Tag

,

WARTA BERITA RADIO NEDERLAND WERELDOMROEP
Edisi: Bahasa Indonesia
Monday 22 June 1998 15:20 UTC

** TOPIK GEMA WARTA: BENARKAH PANGAB JENDERAL WIRANTO TIDAK BENAR-BENAR MENGUASAI ABRI?

……………………..

* BENARKAH PANGAB JENDERAL WIRANTO TIDAK BENAR-BENAR MENGUASAI ABRI?

POM ABRI yang Senin kemarin merayakan hari jadinya, masih menjadi sorotan masyarakat, karena kasus penculikan sejumlah aktivis, kasus Trisakti, kerusuhan, dan pembunuhan wartawan harian Bernas Udin yang hingga kini belum terungkap. Ulasan redaksi di Hilversum:

Komandan Puspom ABRI, Mayjen Syamsu Djalaluddin seusai perayaan hari ulang tahun POM ABRI, kepada wartawan Senin kemarin menegaskan, pihaknya tetap konsisten untuk mengungkap semua kasus yang ditangani, khususnya kasus penculikan sejumlah aktivis dan kasus penembakan di Universitas Trisakti.

Untuk mempercepat penyelesaian kasus tersebut, Mayjen Syamsu memohon bantuan semua pihak. Apabila masyarakat mengetahui sesuatu dan lain hal, maka diminta untuk menginformasikana kepada Puspon ABRI, ujarnya. Danpuspom ABRI juga mengungkapkan kekecewaannya atas beberapa saksi korban penculikan yang agak sulit dimintai keterangan. Contohnya Desmond Mahesa, ketika Puspon akan minta keterangan lanjutan, ternyata yang bersangkutan telah kembali ke Kalimantan. Sedangkan Waluto Djati yang juga diminta memberi kesaksian belum bersedia dengan alsan masih trauma. Demikian Mayjen Syamsu.

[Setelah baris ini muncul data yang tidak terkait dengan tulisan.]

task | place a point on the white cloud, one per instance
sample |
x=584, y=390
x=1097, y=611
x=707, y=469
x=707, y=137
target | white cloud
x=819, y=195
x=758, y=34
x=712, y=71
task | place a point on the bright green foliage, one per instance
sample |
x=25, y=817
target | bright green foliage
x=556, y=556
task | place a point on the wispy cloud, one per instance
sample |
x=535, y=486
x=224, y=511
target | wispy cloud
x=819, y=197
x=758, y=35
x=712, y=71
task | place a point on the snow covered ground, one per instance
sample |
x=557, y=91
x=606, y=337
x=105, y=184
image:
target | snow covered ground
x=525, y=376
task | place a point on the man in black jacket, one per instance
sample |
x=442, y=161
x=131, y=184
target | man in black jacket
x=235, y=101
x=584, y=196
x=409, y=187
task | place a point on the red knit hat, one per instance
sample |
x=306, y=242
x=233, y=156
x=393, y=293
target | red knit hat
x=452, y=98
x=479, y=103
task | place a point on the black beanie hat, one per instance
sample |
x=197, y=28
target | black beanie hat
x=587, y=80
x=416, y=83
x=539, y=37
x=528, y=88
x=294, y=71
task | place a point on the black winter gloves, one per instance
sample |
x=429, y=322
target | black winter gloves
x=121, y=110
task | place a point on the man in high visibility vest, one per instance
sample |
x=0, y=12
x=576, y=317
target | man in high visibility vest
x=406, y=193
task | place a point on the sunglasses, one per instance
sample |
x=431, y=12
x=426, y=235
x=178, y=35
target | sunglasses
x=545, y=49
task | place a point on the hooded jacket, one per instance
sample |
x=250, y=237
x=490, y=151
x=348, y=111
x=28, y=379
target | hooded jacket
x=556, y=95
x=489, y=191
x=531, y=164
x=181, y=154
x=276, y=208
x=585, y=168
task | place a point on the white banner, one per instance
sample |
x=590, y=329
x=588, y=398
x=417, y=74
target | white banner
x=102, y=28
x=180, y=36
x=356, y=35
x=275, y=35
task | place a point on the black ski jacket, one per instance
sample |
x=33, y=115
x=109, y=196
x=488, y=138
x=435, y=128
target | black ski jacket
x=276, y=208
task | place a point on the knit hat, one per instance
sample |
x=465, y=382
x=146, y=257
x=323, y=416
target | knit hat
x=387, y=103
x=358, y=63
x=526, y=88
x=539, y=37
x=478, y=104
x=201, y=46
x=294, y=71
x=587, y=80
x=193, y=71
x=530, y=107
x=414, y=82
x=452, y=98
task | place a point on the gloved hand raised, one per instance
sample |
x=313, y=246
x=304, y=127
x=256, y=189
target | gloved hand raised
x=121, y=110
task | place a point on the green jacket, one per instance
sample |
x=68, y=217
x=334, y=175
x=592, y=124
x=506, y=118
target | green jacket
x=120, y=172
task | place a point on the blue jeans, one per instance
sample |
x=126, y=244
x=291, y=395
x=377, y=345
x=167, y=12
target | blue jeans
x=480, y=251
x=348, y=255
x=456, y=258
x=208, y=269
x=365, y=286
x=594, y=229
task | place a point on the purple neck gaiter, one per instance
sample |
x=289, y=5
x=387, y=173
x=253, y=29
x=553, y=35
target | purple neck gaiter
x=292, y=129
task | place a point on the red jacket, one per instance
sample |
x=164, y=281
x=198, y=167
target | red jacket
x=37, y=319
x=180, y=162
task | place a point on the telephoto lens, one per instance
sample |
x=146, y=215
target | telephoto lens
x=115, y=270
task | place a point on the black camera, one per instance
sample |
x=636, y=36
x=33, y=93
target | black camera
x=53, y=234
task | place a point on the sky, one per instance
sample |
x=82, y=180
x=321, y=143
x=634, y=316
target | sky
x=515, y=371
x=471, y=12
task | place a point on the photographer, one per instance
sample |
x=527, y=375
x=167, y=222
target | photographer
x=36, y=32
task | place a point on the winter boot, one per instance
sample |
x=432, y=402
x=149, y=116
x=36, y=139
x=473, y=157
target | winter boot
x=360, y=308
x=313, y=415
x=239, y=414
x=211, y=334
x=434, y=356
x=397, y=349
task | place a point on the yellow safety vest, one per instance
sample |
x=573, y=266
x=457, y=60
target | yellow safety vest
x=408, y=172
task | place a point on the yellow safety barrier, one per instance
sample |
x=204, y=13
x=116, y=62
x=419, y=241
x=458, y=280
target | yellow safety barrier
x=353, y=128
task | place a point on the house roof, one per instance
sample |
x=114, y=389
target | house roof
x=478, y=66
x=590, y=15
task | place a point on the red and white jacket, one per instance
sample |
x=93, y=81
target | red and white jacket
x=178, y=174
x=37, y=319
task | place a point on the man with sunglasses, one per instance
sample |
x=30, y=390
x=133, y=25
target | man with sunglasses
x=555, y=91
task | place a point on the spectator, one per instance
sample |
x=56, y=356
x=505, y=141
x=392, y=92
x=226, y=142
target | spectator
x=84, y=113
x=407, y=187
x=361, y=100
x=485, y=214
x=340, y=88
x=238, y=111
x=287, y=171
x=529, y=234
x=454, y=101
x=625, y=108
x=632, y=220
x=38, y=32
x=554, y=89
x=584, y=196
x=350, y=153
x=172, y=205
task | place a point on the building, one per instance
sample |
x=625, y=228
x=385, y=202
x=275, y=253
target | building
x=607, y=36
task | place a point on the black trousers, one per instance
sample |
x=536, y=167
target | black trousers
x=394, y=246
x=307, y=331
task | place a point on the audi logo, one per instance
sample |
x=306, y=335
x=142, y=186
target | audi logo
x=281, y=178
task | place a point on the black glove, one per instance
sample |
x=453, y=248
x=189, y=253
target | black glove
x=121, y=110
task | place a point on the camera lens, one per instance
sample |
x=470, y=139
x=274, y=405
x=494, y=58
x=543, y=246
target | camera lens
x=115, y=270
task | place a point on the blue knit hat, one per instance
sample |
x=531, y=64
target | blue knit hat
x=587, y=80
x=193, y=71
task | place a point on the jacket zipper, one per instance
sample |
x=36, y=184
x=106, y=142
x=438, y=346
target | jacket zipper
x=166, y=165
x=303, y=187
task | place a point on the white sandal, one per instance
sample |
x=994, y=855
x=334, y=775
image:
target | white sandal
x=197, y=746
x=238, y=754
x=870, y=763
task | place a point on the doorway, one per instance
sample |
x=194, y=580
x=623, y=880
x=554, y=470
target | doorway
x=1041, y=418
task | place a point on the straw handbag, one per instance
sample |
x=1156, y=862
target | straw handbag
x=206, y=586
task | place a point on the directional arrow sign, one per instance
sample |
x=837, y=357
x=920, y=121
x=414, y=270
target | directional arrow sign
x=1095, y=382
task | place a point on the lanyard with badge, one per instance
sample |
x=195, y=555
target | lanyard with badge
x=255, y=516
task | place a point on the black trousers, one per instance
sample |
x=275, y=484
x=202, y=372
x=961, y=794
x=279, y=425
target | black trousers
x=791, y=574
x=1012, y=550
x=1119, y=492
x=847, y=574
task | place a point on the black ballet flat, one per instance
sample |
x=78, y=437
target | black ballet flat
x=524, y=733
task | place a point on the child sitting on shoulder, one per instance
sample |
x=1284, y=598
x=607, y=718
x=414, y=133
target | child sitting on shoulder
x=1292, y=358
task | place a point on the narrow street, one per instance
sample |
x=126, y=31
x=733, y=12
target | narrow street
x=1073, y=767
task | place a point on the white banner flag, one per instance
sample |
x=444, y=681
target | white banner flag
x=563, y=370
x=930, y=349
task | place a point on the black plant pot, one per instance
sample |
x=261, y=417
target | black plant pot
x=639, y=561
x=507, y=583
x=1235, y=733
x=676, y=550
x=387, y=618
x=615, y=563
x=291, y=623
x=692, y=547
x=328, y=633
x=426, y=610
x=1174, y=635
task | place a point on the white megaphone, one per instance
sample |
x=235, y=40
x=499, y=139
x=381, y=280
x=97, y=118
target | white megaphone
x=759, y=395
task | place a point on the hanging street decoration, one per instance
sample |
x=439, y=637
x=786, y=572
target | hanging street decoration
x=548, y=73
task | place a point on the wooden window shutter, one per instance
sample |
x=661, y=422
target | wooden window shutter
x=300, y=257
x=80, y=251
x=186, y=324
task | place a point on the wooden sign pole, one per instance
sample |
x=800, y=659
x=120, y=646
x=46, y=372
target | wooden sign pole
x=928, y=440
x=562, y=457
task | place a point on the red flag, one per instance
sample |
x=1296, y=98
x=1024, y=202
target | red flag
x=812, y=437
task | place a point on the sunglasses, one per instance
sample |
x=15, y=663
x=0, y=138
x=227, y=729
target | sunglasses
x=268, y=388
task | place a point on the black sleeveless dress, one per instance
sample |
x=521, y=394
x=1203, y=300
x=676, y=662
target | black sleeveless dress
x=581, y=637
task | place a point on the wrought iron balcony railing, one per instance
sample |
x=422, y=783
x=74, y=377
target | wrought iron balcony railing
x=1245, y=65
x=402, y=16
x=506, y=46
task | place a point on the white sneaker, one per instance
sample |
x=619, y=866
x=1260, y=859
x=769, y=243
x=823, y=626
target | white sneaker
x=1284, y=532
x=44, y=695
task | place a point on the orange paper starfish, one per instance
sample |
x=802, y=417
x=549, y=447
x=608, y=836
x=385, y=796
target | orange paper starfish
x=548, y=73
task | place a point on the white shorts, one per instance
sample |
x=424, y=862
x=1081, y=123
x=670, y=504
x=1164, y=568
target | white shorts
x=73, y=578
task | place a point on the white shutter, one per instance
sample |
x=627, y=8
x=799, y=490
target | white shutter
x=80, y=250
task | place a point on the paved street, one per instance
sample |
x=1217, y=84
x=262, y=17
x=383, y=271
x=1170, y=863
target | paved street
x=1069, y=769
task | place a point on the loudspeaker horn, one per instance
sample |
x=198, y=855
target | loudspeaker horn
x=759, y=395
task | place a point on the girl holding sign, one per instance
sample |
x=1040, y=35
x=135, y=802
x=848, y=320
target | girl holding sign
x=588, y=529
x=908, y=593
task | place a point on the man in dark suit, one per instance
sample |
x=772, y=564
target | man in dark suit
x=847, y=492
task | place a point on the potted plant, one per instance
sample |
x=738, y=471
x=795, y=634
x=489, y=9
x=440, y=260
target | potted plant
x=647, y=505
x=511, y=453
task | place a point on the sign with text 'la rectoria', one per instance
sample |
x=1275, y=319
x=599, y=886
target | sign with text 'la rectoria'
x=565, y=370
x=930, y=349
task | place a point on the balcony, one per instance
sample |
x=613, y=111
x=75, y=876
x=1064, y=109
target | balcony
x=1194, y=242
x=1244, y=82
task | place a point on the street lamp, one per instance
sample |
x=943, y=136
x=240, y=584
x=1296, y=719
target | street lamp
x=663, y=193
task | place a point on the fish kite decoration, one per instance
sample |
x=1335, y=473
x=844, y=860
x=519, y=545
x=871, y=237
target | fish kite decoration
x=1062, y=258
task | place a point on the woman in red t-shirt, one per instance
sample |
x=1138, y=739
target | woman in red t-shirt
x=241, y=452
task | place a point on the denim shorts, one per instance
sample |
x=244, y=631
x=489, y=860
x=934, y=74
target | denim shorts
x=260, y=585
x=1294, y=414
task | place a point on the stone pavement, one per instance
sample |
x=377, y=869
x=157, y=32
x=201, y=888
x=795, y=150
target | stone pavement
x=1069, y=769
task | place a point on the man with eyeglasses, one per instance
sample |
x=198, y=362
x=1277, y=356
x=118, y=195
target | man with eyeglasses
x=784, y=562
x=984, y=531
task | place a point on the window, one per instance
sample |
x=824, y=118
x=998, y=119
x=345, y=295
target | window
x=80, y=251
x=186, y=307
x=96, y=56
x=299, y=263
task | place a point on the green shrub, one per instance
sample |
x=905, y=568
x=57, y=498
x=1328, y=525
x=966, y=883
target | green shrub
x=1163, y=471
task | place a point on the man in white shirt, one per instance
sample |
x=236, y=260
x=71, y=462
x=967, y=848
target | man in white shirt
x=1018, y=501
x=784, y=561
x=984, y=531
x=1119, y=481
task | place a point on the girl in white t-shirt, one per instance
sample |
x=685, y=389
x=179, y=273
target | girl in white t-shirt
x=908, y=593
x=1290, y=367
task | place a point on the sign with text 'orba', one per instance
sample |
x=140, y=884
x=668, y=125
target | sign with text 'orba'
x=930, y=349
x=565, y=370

Memang, kasus penculikan sejumlah aktivis, beberapa waktu berselang, sempat menghilang dari perhatian masyarakat karena proses reformasi. Belakangan kasus ini muncul kembali setelah tiga orang korban penculikan lain menuturkan kesaksian mereka di YLBHI. Tidak ada hal baru dalam kesaksian ketiga korban penculikan ini, tetapi dengan kemunculan mereka, maka masyarakat kembali teringat bahwa kasus tersebut belum juga dituntaskan. Padahal, sebenarnya secara gamblang Desmond J. Mahesa, salah seorang korban, sudah mengungkapkan, baik lokasinya maupun beberapa orang pelaku yang sempat dikenali melalui logat suara.

Menurut Desmond Mahesa, ketika diculik dan diinterogasi, ia mengenali suara tiga perwira tinggi ABRI, masing-masing adalah Letjen Prabowo Subianto, Mayjen Syafrie Syamsuddin dan Brigjen Budi Silalahi. Namun hingga kini ketiga perwira tinggi ABRI itu tidak pernah dimintai keterangan oleh POM ABRI. Menurut seorang pengamat militer, dapat dimengerti kenapa kasus ini belum juga menemui titik terang. Bagaimana mungkim Danpuspom yang berbintang dua, mayor jenderal, berani memanggil seorang yang berbintang tiga, letnan jenderal, untuk dimintai keterangan. Di lain pihak, pengamat militer ini berpendapat, keseriusan Pangab Jenderal Wiranto dalam menangani kasus ini patut dipertanyakan.

Yang juga menarik, Mayjen Syafrie Syamsuddin yang seharusnya paling bertanggung jawab atas keamanan di Jakarta, ternyata setelah kerusuhan 14 Mei lalu juga tidak dikenai tindakan apa-apa oleh Pangab Jenderal Wiranto. Seperti diketahui, Pangab ketika itu baru mengambil tindakan tegas malam harinya, setelah Jakarta benar-benar porak poranda.

Sementara itu, sebuah sumber lain mengungkap, pada awal bulan Juni lalu, mantan Presiden Soeharto sempat mengadakan pertemuan dengan KSAD Jenderal Subagyo Hadi Siswoyo dan Pangdam Jaya Mayjen Syafrie Syamsuddin di Taman Mini Indonesia Indah. Dari sini bisa disimpulkan bahwa di belakang Pangab ternyata masih kuat sekali pengaruh Soeharto. Demikian sumber tadi.